Over TOS zijn diverse boeken verschenen, voor ouders: Taal in het kwadraat, vanuit een neuropsychologische bril door onderzoekers van Kentalis geschreven.  Zo praat ik, boek  voor ouders en professionals, openhartige verhalen in de NSDSK shop. In  Ik ben niet perfect, nou en! zes portretten van kinderen met TOS. Een boek geschreven door en moeder (Heleen Gorter) met een kind met TOS: Vechten voor mijn kind met een TOS, over de gevolgen op de sociaal-emotionele ontwikkeling.

Boeken voor ouders en kind: Tosenik, Stichting VierTaal heeft een video interview, om met je kind te praten over hoe het voelt. Help! Weet jij het woord?, prentenboek van Kentalis. Voor jongeren is er ook een boek: Hoofd vol TOS, overlevingsgids voor jongeren.
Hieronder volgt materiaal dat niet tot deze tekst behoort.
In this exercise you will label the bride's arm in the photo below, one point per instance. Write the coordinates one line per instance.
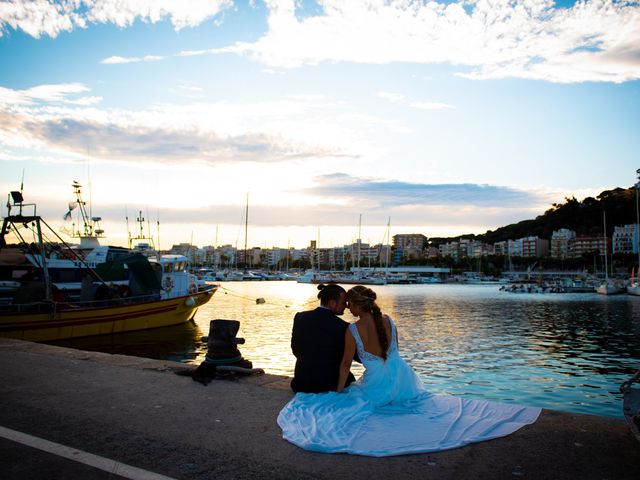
(347, 357)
Informatieve boeken voor leerkrachten en ouders (of om als ouder aan school te laten lezen): Handboek vijf op een rij praktisch handboek in pdf downloadbaar via KlasCement, Hulpwaaier TOS, naslagwerk en tips. Welke rol speelt TOS in je leven, in Elk woord telt informatie op facebook, tips en ervaringsverhalen, beschreven per levensfase van baby tot volwassene door Annemiek Deij. Taalontwikkelingsstoornissen in de klas, geschreven door Bernadette Sanders van Smartonderwijs. Van deze auteur is ook een boek over het jonge kind en over jongeren in het voortgezet onderwijs en communicatiekaarten TOS, zie Uitgeverij Lannoo. Kijk ook eens op het boekenrek van de Stichting TOS.

Handboek taalontwikkelingsstoornissen voor logopedisten, de belangrijkste wetenschappelijke inzichten. De Alfabetcode, heldere informatie over een effectieve leesmethode, beschreven in Dwaalspoor dyslexie. Eerst leren schrijven en dan pas leren lezen.

Tot slot fijne prentenboeken om voor te lezen aan kinderen met TOS/autisme: Saartje.